The purpose of this document is to share some lessons learned about deploying and operating a Rook/Ceph cluster in a production environment. Our team noticed that while there is solid documentation written by the Rook and Ceph teams there isn't much open information about running this sort of setup in a production environment. Hopefully, this helps and if you have lessons to share please contribute to this document.
Our team is currently running a cluster with Petabytes of storage and constant streaming data into the cluster at several Gigabytes per second. We have several workloads running on the cluster orchestrated by Kubernetes and Rook/Ceph has been able to accommodate the varying performance characteristics required by these different workloads.

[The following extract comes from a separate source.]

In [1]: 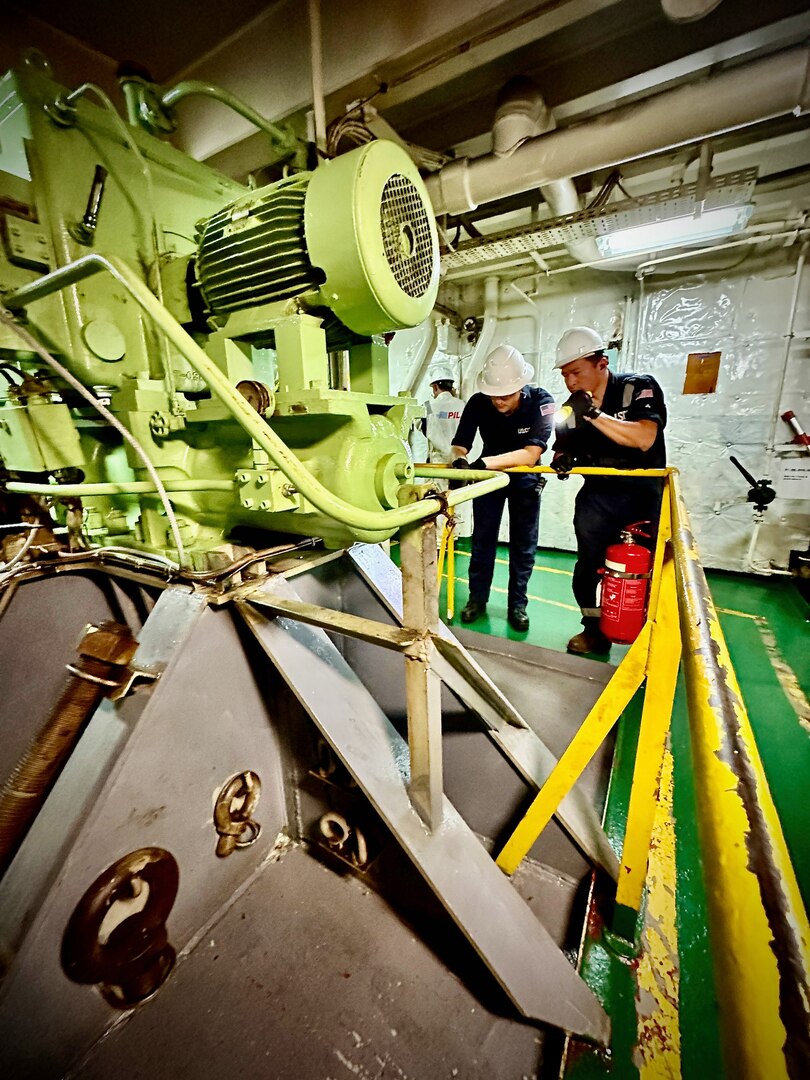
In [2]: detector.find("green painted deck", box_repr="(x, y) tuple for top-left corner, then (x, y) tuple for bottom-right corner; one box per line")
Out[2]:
(441, 541), (810, 1080)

You'll want to bookmark the following:
We've noticed that in order to have a more stable production cluster you want to be explicit about several items prior to deployment. This way when you need to upgrade nodes and reboot them from time to time you don't run into multiple pieces of infrastructure on a single node or other undesirable side effects. You can also set podAntiAffinity to achieve this as well as the newer allowMultiplePerNode configuration item.

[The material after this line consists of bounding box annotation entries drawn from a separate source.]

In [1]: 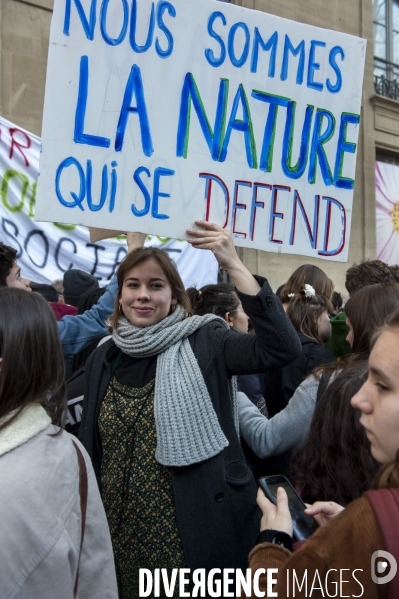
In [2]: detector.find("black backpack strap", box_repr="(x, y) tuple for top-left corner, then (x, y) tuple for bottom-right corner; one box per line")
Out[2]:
(72, 439), (88, 597)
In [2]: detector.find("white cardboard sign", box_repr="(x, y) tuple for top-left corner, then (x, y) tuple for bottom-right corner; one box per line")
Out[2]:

- Label nodes for various pieces of Ceph infrastructure (mon,mgr,etc.)
cluster.yaml
mon:
count: 3
allowMultiplePerNode: false
placement:
mon:
nodeAffinity:
requiredDuringSchedulingIgnoredDuringExecution:
nodeSelectorTerms:
- matchExpressions:
- key: role
operator: In
values:
- mon-node
* Label a node that corresponds to the label you've specified in cluster.yaml
kubectl label node node1 role=mon-node
* View the labels
kubectl get nodes --show-labels
- Set hostNetwork: true. You really don't want to OSDs drop out anytime a flannel pod restarts or if you need to upgrade your network overlay.
cluster.yaml
network:
# toggle to use hostNetwork
hostNetwork: true
- Set your drive topology to account for separate metadata and data devices. You'll get an awful lot more performance from your hardware if you split that apart. In our case we have two devices: /dev/sdb for metadata and a larger drive, /dev/sdc for data. The drive /dev/sdb is a 3 disk raid5 cluster and /dev/sdc is a 21 disk raid6 cluster (each physical drive for both raid clusters is a 1.7 TB SAS drive, raids are hw raids using a single perc 730p mini controller card) . If your build supports it the recommendation is to have a SSD for the metadata/journal partition.
cluster.yaml
storage: # cluster level storage configuration and selection
useAllNodes: true
useAllDevices: false
deviceFilter: "^sd[b-c]"
metadataDevice: "sdb"
- Automate tear-down and cleanup. You'll more than likely be building/rebuilding the cluster quite a few times as you try out different settings for your workload. We use ansible quite a bit for this but there are lots of ways to go about doing this. The two items we do on rebuild are: remove all previous state information from /var/lib/rook (dataDirHostPath) and clean the drives of any previous partitions using parted to clean out any partion tables UUID's or the like that Rook/Ceph might stumble on and think there is data they need to protect. Obviously, you'll want to alter this for your drive topology.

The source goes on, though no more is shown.